There were some choice descriptions of Williamson today; Keir Starmer spoke of a “sad middle manager getting off on intimidating those beneath him” and a “cartoon bully with a pet spider”. But his focus was not on Williamson. The Labour leader wanted to talk about the “the boss who is so weak, so worried the bullies will turn on him that he hides behind them”. Starmer extended the analogy to accuse Sunak of being unable to stand up to “vested interests”, offering Shell as an example. As the Labour leader pointed out, the energy giant has made £26bn in profits this year but paid nothing under the windfall tax due to a tax exemption for investing in fossil fuels – something Starmer described as the “absurd oil and gas giveaway”.
Labour has been focusing on the ‘grubby deals’, which saw Conservative MPs fall in behind Sunak after Liz Truss resigned, since the Prime Minister got the top job – characterising him as too weak to govern, bending to the whims of the factions in his party and unable to act in the national interest. Williamson’s resignation is a vindication of this argument; not only has he left government with serious questions outstanding around what Sunak knew before appointing the minister, he was also the one to decide that it was time to go. Sunak looks weak – worse, comical – as he frantically insists that he now thinks the behaviour was “unequivocally” unacceptable after a week of saying he has confidence in Williamson.
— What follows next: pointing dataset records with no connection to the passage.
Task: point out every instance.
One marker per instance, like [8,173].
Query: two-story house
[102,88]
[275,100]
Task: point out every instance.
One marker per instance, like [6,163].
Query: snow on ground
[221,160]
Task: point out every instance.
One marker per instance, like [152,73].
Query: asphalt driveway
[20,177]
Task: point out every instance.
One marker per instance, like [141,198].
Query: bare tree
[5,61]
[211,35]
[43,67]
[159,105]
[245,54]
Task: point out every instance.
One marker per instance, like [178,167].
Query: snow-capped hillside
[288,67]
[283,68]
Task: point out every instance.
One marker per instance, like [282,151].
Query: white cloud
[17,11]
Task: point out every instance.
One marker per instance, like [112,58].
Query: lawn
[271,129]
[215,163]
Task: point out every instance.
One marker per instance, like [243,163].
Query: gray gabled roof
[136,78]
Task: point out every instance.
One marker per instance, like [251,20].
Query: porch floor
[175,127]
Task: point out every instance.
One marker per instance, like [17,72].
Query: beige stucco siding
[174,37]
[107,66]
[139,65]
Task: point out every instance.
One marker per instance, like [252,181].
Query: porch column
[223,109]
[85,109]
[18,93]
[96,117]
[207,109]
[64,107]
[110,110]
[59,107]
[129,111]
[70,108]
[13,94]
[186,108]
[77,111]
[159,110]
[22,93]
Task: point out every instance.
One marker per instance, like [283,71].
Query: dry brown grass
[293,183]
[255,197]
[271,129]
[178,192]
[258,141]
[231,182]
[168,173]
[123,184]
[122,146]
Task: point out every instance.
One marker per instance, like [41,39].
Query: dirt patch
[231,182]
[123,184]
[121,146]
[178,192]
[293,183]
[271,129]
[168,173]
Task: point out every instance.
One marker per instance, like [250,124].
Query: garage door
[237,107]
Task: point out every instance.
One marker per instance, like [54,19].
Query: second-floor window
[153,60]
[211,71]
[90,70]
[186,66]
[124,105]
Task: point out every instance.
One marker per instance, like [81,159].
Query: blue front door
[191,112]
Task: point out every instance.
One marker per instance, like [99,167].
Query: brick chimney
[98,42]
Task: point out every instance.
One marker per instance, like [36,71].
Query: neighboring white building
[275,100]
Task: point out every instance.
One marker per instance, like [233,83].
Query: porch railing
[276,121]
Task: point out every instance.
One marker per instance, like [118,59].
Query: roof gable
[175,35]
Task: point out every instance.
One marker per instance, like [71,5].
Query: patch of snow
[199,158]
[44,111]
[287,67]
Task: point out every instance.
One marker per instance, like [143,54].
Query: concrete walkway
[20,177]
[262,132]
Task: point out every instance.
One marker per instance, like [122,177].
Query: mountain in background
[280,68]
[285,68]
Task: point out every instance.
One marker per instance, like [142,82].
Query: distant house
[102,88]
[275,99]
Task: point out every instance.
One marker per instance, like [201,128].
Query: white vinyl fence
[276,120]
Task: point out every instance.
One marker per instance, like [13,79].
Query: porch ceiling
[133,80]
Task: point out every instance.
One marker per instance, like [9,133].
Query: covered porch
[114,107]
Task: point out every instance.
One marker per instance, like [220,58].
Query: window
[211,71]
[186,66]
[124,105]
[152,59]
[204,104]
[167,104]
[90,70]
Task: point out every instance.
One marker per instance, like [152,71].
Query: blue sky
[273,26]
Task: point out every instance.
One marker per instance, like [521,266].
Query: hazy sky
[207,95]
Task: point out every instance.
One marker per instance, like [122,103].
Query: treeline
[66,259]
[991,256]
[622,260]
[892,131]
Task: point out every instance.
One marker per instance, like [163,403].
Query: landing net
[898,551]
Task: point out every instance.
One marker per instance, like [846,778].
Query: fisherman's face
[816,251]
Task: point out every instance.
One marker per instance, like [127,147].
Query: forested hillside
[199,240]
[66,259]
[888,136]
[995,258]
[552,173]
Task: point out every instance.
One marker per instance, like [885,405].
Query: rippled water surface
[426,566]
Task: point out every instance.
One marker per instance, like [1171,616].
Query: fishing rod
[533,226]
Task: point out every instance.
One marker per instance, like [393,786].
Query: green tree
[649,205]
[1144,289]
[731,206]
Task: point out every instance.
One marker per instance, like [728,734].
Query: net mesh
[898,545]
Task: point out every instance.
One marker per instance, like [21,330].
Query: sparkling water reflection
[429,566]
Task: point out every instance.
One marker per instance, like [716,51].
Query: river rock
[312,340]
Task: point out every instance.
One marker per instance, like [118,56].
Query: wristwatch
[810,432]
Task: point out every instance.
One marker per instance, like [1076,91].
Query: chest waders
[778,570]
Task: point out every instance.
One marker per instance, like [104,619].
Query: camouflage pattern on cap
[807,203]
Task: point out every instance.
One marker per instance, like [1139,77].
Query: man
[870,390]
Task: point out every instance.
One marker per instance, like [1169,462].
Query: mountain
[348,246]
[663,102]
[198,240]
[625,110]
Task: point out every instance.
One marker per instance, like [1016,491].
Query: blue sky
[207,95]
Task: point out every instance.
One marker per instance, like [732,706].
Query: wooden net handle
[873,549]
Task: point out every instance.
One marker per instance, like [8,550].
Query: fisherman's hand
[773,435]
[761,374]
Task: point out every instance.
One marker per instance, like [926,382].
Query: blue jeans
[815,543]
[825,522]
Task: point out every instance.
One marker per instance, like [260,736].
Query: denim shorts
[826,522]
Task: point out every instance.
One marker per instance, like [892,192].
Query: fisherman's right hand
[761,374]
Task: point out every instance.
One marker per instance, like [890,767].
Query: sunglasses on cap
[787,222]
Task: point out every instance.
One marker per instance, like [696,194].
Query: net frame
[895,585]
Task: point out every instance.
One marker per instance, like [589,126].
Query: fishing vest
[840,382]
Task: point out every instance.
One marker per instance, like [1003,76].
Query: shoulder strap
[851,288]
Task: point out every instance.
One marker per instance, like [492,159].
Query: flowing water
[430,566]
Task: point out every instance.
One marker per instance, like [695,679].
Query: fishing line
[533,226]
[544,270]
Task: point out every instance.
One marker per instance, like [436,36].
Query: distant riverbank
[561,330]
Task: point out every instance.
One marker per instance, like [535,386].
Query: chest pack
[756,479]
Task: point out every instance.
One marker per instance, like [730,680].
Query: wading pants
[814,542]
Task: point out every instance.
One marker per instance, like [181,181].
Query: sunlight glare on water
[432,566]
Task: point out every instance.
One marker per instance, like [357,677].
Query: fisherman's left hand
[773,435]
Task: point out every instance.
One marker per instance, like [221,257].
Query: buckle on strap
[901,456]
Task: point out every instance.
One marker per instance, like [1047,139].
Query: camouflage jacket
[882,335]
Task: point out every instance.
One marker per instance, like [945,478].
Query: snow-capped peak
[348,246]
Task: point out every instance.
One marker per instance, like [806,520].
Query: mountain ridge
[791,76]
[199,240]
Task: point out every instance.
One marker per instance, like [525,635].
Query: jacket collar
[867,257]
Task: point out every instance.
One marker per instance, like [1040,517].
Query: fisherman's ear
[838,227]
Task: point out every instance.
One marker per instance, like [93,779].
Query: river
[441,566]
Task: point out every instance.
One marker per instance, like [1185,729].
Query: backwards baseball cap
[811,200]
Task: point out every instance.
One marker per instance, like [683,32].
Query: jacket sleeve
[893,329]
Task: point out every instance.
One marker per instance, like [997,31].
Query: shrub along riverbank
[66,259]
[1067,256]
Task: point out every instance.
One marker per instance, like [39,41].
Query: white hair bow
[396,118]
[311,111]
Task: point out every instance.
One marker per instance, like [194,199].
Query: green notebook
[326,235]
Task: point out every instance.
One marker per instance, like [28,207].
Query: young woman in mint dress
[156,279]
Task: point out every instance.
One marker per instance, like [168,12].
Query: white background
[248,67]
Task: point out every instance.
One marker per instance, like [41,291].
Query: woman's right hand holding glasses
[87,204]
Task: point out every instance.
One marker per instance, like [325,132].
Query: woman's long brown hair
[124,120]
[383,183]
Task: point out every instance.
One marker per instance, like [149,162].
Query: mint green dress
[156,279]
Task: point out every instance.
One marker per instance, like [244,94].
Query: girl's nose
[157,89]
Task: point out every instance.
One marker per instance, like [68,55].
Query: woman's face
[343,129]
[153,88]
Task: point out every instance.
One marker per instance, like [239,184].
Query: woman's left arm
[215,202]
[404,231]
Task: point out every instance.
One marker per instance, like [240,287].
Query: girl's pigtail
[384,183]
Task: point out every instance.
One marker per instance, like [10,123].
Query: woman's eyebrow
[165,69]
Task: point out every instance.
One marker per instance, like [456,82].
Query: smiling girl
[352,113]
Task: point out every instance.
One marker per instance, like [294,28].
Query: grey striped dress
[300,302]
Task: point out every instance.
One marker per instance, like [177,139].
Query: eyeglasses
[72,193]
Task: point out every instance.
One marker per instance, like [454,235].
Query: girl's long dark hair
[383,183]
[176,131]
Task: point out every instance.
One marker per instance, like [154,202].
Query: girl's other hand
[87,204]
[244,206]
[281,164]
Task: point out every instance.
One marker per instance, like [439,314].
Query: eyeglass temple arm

The Prime Minister is writing Starmer’s contributions for him. In just his third PMQs session, Sunak again promised that his government would be one of “integrity” – and then promptly sat down next to scandal-ridden Suella Braverman. The more he tells everyone that his government is one that can be trusted, the easier it is for the opposition to highlight the many – and indeed often handily nearby – contradictions.